Vision – If you cannot quickly see and process the terrain at the speed that your legs want to go, you will fall! Luckily, training vision is straightforward. Simply run technical downhills at paces where you are slightly straining to process the amount of information coming at you. Please don’t try to max this out and hurt yourself. You will get much better quickly by just processing as much of this terrain as you can. In fact, several friends of mine known for absolutely crushing extremely rocky New Hampshire trails have described an adaptation period each year. When the snow melts and they get into the mountains again, it takes them several weeks to regain that vision. This exemplifies how this vision can be quickly trained.

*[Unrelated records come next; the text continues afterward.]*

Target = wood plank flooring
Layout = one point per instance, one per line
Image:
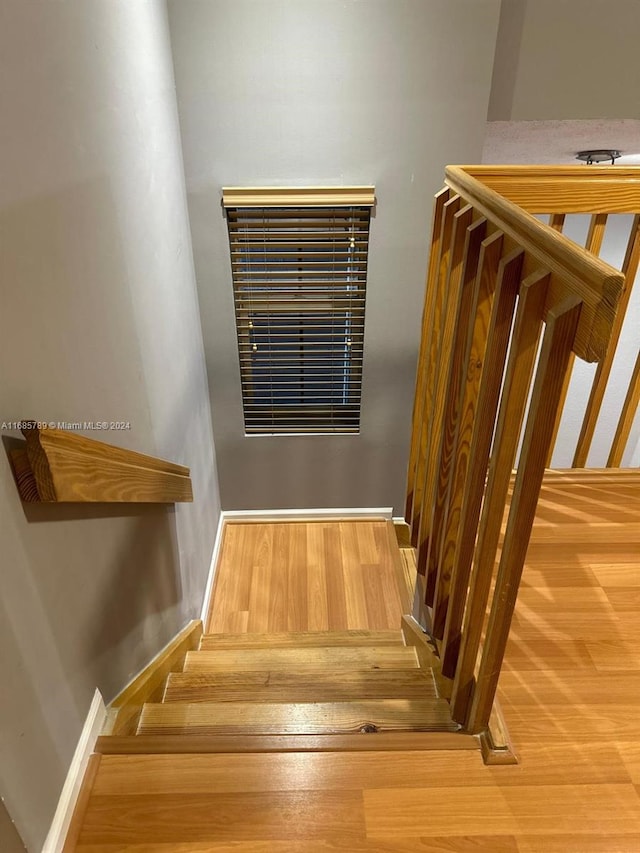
(570, 692)
(309, 576)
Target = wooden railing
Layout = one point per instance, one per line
(510, 303)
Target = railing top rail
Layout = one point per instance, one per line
(574, 271)
(565, 189)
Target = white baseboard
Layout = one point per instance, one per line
(307, 514)
(208, 590)
(71, 789)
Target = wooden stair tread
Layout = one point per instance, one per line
(300, 639)
(295, 686)
(205, 718)
(312, 659)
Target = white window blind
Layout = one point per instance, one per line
(299, 281)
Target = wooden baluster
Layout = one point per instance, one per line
(593, 244)
(421, 376)
(474, 332)
(562, 322)
(629, 269)
(451, 207)
(441, 351)
(481, 261)
(478, 414)
(627, 416)
(517, 380)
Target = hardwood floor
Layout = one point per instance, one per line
(315, 576)
(570, 692)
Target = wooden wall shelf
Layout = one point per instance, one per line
(56, 466)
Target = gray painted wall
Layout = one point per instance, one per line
(99, 321)
(566, 59)
(274, 92)
(10, 841)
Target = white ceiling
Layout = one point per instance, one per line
(556, 142)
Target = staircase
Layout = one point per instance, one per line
(305, 683)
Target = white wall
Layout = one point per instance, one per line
(99, 321)
(566, 59)
(327, 92)
(556, 142)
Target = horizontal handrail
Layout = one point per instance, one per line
(575, 271)
(57, 466)
(564, 189)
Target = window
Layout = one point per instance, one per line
(299, 266)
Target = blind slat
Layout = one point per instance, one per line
(299, 278)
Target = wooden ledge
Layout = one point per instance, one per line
(57, 466)
(201, 744)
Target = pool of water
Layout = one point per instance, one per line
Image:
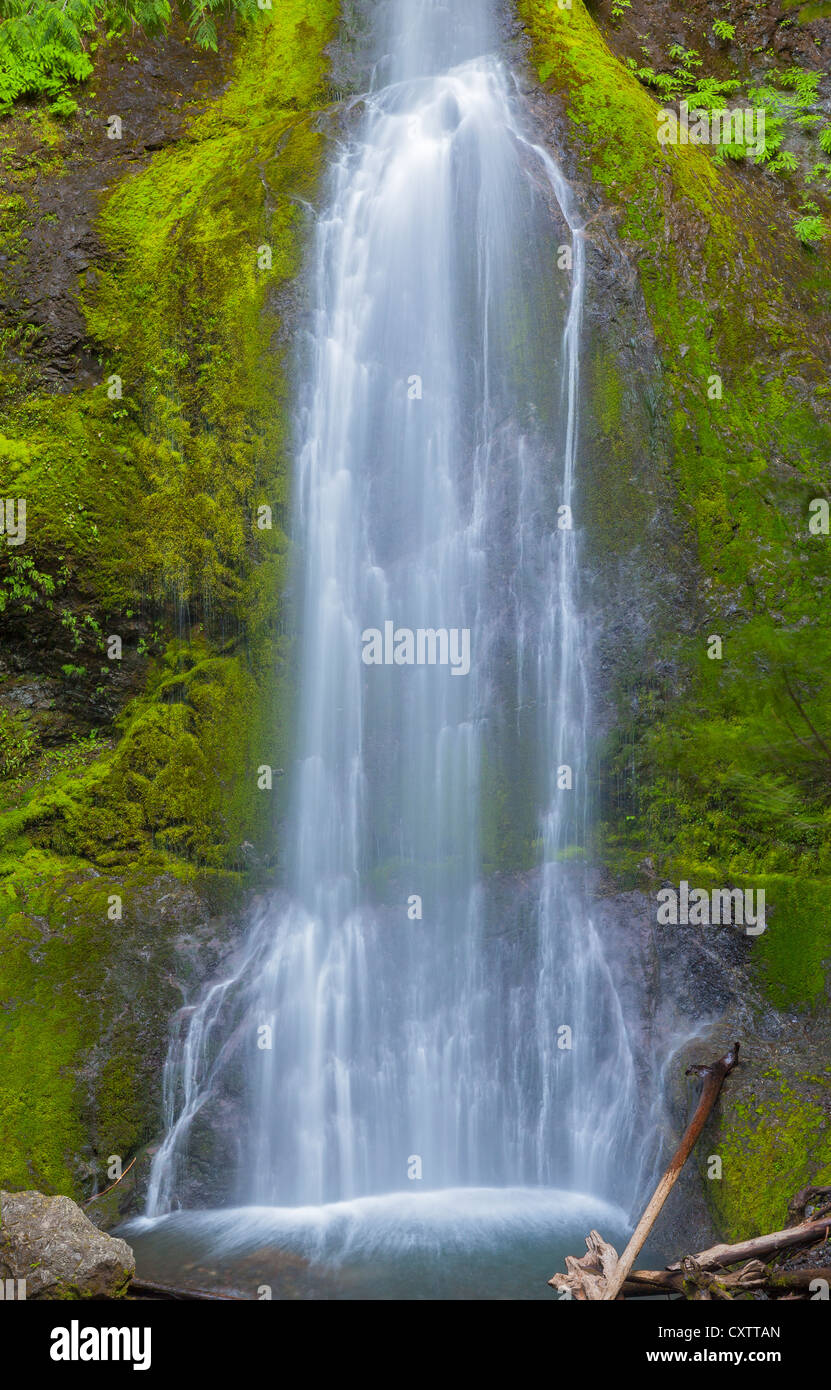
(450, 1244)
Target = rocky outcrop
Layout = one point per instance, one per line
(49, 1243)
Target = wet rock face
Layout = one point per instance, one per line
(769, 29)
(152, 86)
(60, 1254)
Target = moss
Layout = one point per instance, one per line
(142, 521)
(770, 1147)
(713, 767)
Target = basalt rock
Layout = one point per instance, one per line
(49, 1243)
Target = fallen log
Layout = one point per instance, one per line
(146, 1289)
(601, 1273)
(770, 1244)
(646, 1283)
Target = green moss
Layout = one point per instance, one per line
(717, 769)
(770, 1148)
(142, 517)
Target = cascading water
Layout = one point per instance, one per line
(481, 1043)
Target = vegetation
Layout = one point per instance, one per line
(46, 46)
(143, 520)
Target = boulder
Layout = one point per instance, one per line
(57, 1250)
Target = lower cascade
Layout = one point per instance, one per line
(420, 1043)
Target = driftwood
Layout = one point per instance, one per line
(645, 1283)
(777, 1240)
(145, 1289)
(103, 1193)
(601, 1273)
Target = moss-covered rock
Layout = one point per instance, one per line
(706, 435)
(156, 516)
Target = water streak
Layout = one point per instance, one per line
(437, 474)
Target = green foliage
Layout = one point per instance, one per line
(810, 230)
(45, 45)
(17, 744)
(42, 46)
(723, 29)
(773, 1139)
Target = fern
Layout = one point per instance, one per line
(810, 230)
(43, 43)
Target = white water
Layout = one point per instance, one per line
(392, 1039)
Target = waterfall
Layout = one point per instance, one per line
(435, 1005)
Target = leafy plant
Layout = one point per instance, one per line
(45, 45)
(17, 742)
(810, 228)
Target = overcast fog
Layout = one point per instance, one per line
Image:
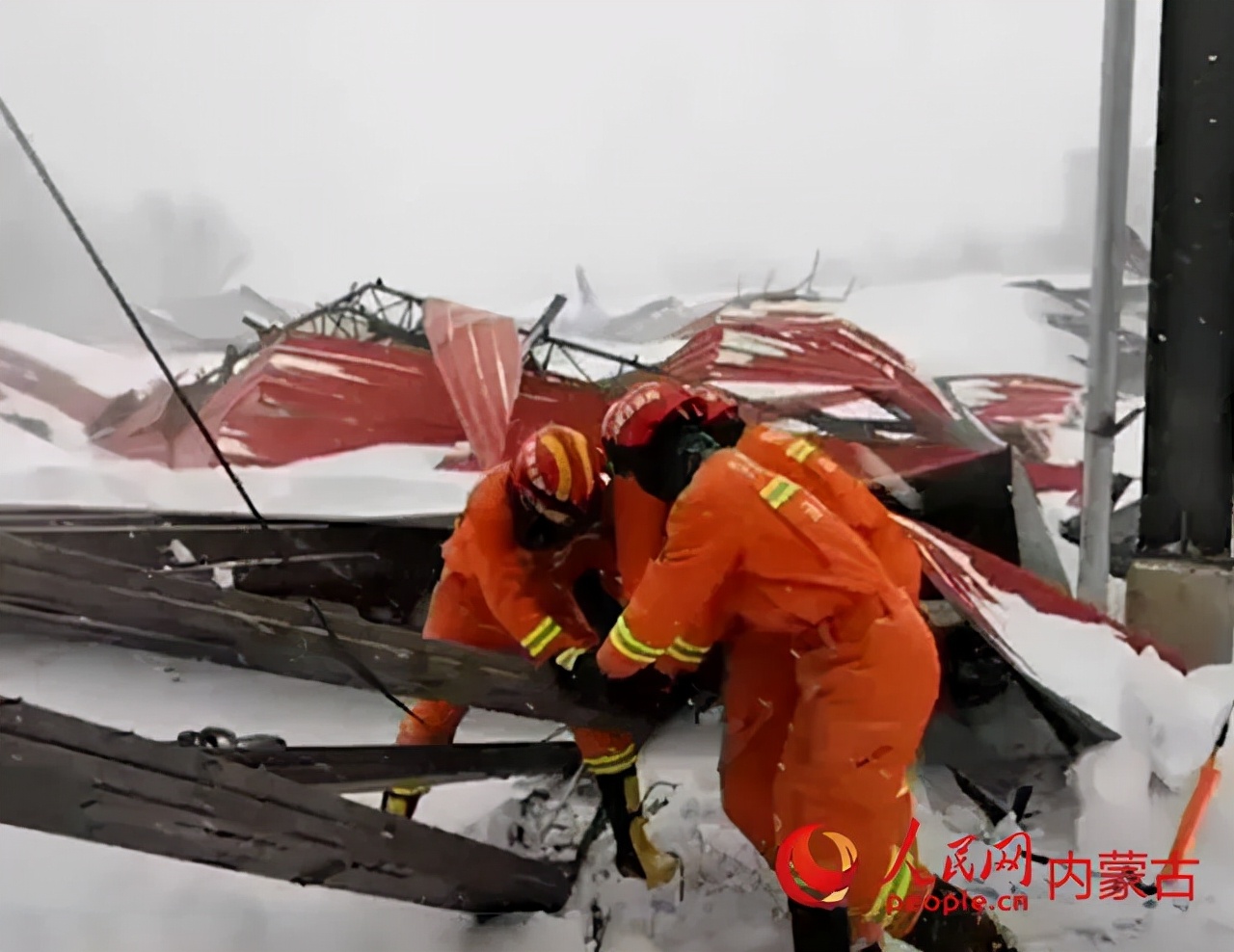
(481, 149)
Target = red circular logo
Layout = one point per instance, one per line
(816, 867)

Technique – Don’t brake!!! If you can run on flat ground, you can run well on downhills. You just need to do the same thing, but relative to the slope, not relative to horizontal. With a forward lean, a foot strike under your center of gravity, a relaxed musculature, and the feeling of “accelerating” downhill, you will unlock a ton of speed that is actually easier on your legs than constantly braking. Of course there are certain slopes so steep that you have to brake just to maintain control, but focus on the above cues while trying to relax and you will get much smoother and faster.

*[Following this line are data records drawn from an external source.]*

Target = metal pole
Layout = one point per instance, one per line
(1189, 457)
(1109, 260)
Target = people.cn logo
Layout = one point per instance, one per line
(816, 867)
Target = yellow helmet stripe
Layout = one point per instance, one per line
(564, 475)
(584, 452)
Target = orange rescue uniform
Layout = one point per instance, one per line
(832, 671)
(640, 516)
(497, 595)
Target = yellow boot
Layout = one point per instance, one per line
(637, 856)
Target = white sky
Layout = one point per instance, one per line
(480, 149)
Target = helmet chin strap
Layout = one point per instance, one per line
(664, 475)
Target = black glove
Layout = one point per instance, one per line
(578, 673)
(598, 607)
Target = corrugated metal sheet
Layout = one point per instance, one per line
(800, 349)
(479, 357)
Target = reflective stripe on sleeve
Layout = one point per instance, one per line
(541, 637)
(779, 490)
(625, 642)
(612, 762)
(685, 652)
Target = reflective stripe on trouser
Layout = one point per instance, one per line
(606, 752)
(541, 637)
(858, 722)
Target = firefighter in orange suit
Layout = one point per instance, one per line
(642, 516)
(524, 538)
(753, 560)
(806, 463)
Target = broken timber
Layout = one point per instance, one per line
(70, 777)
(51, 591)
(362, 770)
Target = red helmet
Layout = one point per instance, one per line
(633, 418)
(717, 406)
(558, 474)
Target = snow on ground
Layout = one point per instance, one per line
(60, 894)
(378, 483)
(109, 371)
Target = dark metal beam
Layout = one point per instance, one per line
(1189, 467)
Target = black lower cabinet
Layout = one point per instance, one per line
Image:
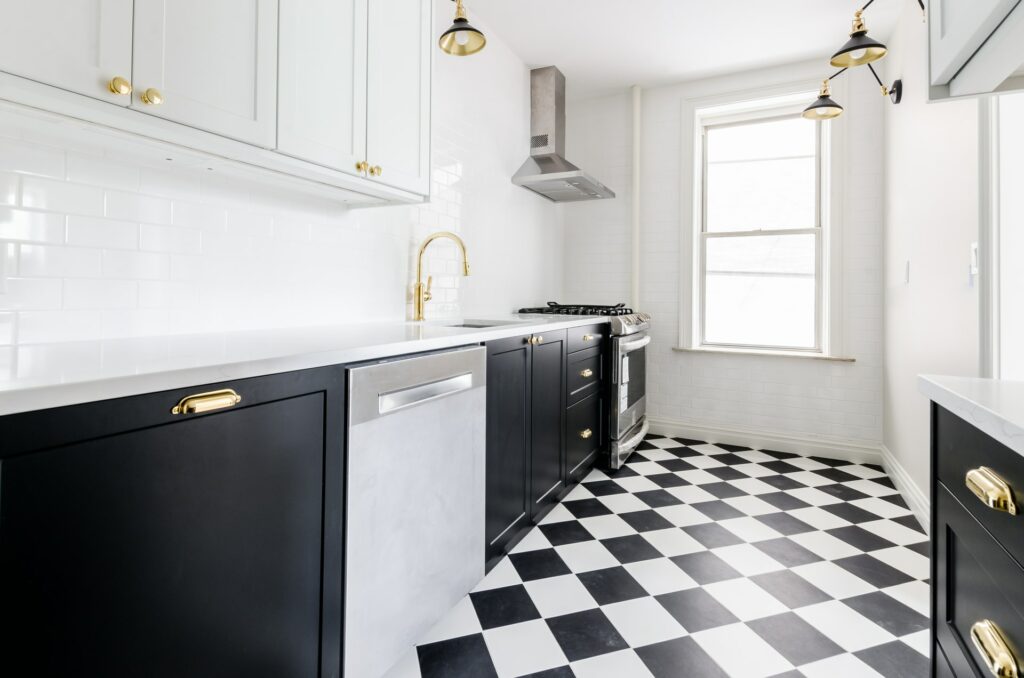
(137, 542)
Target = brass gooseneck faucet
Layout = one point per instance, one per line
(421, 292)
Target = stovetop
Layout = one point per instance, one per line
(624, 321)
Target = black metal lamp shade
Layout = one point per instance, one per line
(462, 39)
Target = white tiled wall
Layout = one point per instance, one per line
(794, 398)
(99, 239)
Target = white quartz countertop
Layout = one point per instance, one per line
(994, 406)
(42, 376)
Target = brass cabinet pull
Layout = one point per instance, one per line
(991, 490)
(120, 86)
(153, 96)
(200, 403)
(994, 649)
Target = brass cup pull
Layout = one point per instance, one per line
(991, 490)
(120, 86)
(153, 96)
(200, 403)
(994, 649)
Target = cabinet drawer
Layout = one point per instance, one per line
(583, 434)
(975, 580)
(586, 373)
(961, 448)
(587, 337)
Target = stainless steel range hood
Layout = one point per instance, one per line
(546, 171)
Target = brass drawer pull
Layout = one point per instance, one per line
(196, 405)
(991, 490)
(993, 648)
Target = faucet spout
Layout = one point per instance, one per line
(421, 292)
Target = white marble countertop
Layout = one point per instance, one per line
(42, 376)
(994, 406)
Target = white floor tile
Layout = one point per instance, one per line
(506, 645)
(757, 659)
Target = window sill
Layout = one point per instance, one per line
(767, 353)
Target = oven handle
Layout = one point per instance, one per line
(630, 346)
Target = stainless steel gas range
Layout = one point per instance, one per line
(628, 374)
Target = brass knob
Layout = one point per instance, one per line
(120, 86)
(991, 490)
(994, 649)
(153, 96)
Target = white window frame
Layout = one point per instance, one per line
(767, 103)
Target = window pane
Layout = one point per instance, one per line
(775, 138)
(767, 194)
(760, 291)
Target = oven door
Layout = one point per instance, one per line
(629, 382)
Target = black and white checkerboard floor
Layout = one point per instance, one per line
(701, 560)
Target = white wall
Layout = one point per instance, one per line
(809, 405)
(99, 240)
(931, 163)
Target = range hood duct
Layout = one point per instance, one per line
(546, 171)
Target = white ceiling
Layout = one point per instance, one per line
(607, 45)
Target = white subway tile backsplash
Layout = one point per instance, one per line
(88, 231)
(137, 207)
(31, 226)
(55, 196)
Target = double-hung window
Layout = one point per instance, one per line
(763, 191)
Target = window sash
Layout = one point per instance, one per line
(816, 230)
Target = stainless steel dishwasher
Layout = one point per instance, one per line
(414, 543)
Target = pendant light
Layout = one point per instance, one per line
(859, 49)
(823, 108)
(462, 39)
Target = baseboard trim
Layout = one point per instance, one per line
(855, 452)
(915, 498)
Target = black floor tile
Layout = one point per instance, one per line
(467, 655)
(540, 564)
(586, 634)
(611, 585)
(696, 609)
(705, 567)
(795, 639)
(510, 604)
(566, 532)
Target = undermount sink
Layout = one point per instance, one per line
(479, 325)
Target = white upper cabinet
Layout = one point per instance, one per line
(210, 65)
(77, 45)
(398, 100)
(322, 82)
(975, 46)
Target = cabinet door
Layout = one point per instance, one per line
(324, 122)
(398, 85)
(547, 421)
(508, 445)
(78, 45)
(214, 65)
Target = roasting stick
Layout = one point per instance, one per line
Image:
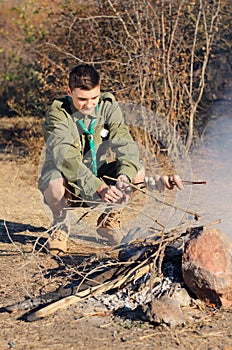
(186, 182)
(195, 215)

Mindset – Smart, fast, and fun racing requires that you input effort where it makes sense. We all know that red-lining a climb at mile 2 of a 50 miler is probably not a good idea, but how many of us still go out too aggressively, or push early climbs too hard in long races? Uhh, everyone at some point. Even the best runners need to focus on where and when to deploy their effort, but a consequence of this misappropriation is that many are forced to recover on the downhills because they pushed the ups too hard. What we need here is a mindset shift. If the downhills are where you unlock free speed, then a good strategy is to be conservative on the early ups such that you aren’t too aerobically taxed to tap into all of those fun, fast, downhill gears.

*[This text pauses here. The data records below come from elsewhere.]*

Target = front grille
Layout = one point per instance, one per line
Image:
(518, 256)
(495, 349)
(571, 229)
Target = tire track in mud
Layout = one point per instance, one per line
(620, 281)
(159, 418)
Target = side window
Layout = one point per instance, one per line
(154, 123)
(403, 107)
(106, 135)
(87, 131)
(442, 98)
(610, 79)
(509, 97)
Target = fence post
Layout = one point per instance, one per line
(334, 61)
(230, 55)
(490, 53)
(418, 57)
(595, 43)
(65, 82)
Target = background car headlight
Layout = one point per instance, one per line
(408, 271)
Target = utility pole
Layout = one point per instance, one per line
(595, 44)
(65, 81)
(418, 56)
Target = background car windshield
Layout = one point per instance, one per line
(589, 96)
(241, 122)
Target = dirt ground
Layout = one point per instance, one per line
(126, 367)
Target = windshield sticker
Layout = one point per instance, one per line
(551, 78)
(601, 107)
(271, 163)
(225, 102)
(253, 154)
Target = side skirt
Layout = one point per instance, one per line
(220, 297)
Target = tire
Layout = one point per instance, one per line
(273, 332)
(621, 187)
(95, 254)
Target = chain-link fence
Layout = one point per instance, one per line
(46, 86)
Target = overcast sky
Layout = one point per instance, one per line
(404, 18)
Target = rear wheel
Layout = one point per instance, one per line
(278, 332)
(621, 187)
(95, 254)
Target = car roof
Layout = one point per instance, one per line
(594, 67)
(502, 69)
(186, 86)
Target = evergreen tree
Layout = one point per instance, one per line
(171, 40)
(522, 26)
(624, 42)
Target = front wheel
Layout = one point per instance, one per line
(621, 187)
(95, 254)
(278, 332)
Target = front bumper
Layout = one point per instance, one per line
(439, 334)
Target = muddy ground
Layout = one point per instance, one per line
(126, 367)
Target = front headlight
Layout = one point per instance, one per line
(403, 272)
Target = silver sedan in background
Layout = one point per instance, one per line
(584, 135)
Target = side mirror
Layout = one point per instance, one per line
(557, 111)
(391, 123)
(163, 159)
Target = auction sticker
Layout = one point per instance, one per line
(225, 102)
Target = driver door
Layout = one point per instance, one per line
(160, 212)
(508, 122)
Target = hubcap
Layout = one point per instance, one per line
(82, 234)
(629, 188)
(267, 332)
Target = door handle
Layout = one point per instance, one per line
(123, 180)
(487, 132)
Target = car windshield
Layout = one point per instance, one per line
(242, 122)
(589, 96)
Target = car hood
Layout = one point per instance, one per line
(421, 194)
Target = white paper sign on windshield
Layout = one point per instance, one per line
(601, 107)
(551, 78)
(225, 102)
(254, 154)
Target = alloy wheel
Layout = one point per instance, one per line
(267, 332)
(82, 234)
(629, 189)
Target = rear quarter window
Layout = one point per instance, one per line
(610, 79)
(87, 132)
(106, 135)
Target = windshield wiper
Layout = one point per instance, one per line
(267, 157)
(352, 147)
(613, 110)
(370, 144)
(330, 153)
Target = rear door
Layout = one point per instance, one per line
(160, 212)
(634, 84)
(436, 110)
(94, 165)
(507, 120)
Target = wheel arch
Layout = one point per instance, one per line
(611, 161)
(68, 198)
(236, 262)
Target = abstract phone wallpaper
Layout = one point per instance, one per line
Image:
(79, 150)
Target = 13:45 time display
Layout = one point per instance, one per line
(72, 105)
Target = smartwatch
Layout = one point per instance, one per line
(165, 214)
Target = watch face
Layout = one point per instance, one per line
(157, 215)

Back to the original question of whether to focus on ups or downs… If you are engaged in a smart training plan, you are already doing the best possible thing for your ups. Don’t skip out on the hill repeats, but at the same time, recognize that you will likely unlock more speed in the short term by devoting effort to improving your downhill ability. So while it sounds nice to say that uphills dominate our time in races and thus require our focus, things are more complicated than that. Part 2 will go into exactly when and where this argument falls apart, and point out the limitations in the deployment of effort towards both ups and downs.